Gage's face, Three Stooges style. Gage flinched. Tardiff smiled. Louis's heart

thawed out a little. Tardiff gave Gage a ball to hold. Gage held it for a while and

then dropped it. Tardiff retrieved the ball and bounced it, watching Gage's eyes.

Gage's eyes tracked the ball.

 'I'd say there's a fifty-fifty chance he's hydrocephalic,' Tardiff said to Louis in his

office later. 'No—odds may actually be a bit higher than that. If so, it's mild. He

seems very alert. The new shunt operation should take care of the problem

easily… if there is a problem.'

 'A shunt means brain surgery,' Louis said.

 'Minor brain surgery.'

 Louis had studied the process not long after he began to worry about the size of

Gage's skull, and the shunt operation, designed to drain excess fluid from the

patient's skull, had not looked very minor to him.

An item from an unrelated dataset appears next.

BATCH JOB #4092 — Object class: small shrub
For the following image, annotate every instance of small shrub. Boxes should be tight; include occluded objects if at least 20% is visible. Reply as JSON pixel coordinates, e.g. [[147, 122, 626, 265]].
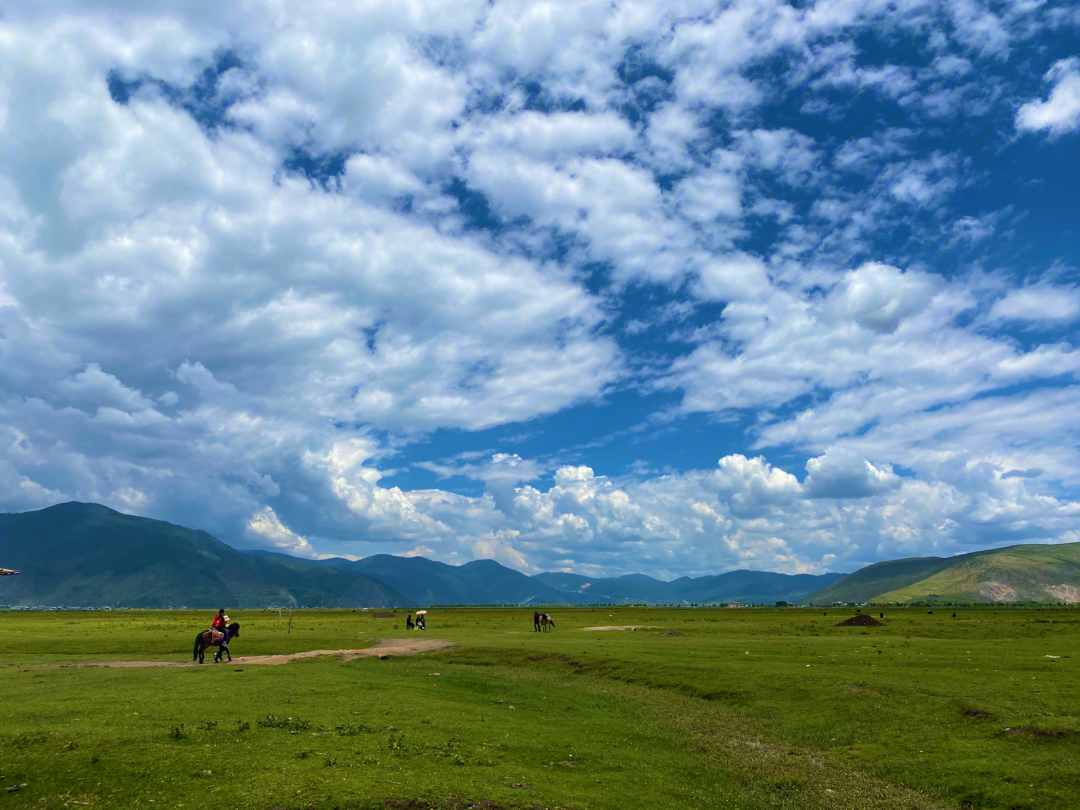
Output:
[[255, 714, 311, 731]]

But he kept his mouth shut,

telling himself to just be grateful the operation existed at all.

 'Of course,' Tardiff went on, 'there's still a large possibility that your kid just has

a real big head for a nine-month-old. I think a CAT-scan is the best place to start.

Do you agree?'

 Louis had agreed.

 Gage had spent a night in Our Sisters of Charity Hospital, underwent general

anesthesia, and had had his sleeping head stuck into a gadget that looked like a

giant clothes-dryer. Rachel and Louis waited downstairs while Ellie spent the day

at her grandma and grandda's, watching Sesame Street nonstop on grandda's new

video recorder. For Louis, those had been long, gray hours in which he found

himself totting up sums of varying ugliness and comparing results. Death under ga; death during a shunt operation; mild retardation as a result of hydrocephalia;

cataclysmic retardation as a result of same; epilepsy; blindness… oh, there were

all sorts of possibilities. For really complete disaster maps, Louis remembered

thinking, see your local doctor.

 Tardiff had come into the waiting room around five o'clock. He had three cigars.

He plugged one into Louis's mouth; plugged one into Rachel's (she was too

flabbergasted to protest), and one into his own.

 'The kid is fine. No hydrocephalia.'

 'Light this thing,' Rachel had said, weeping and laughing at the same time. 'I'm

going to smoke it till I puke.'

 Grinning, Tardiff lit their cigars.

 God was saving him for Route 15, Dr Tardiff, Louis thought now.

 'Rachel, if he had been hydrocephalic, and if the shunt hadn't worked… could

you have still loved him?'

 'What a weird question, Louis!'

 'Could you?'

 'Yes, of course. I would have loved Gage no matter what.'

 'Even if he was retarded?'

 'Yes.'

 'Would you have wanted him institutionalized?'

 'No, I don't think so,' she said slowly. 'I suppose, with the money you're making

now, we could afford that… a really good place, I mean… but I think I'd want him

with us if we could… Louis, why do you ask?'

 'Why, I suppose I was still thinking of your sister Zelda,' he said. He was still

astonished at this eerie glibness. 'Wondering if you could have gone through that

again.'

 'It wouldn't have been the same,' she said, sounding almost amused. 'Gage

was… well, Gage was Gage. He was our son. That would have made all the

difference. It would have been hard, I guess, but… would you have wanted him in

an institution? A place like Pineland?'

 'No.'

 'Let's go to sleep.'

 'That's a good idea.'

 'I feel like I can sleep now,' she said. 'I want to put this day behind me.'

 'Amen to that,' Louis said.

 A long time later she said drowsily: 'You're right, Louis… just dreams and

vapors…'

 'Sure,' he said, and kissed her earlobe. 'Now sleep.'

 It seemed to me to have the quality of prophecy.

 He did not sleep for a long time, and before he did, the curved bone of May's

dying moon looked in the window at him.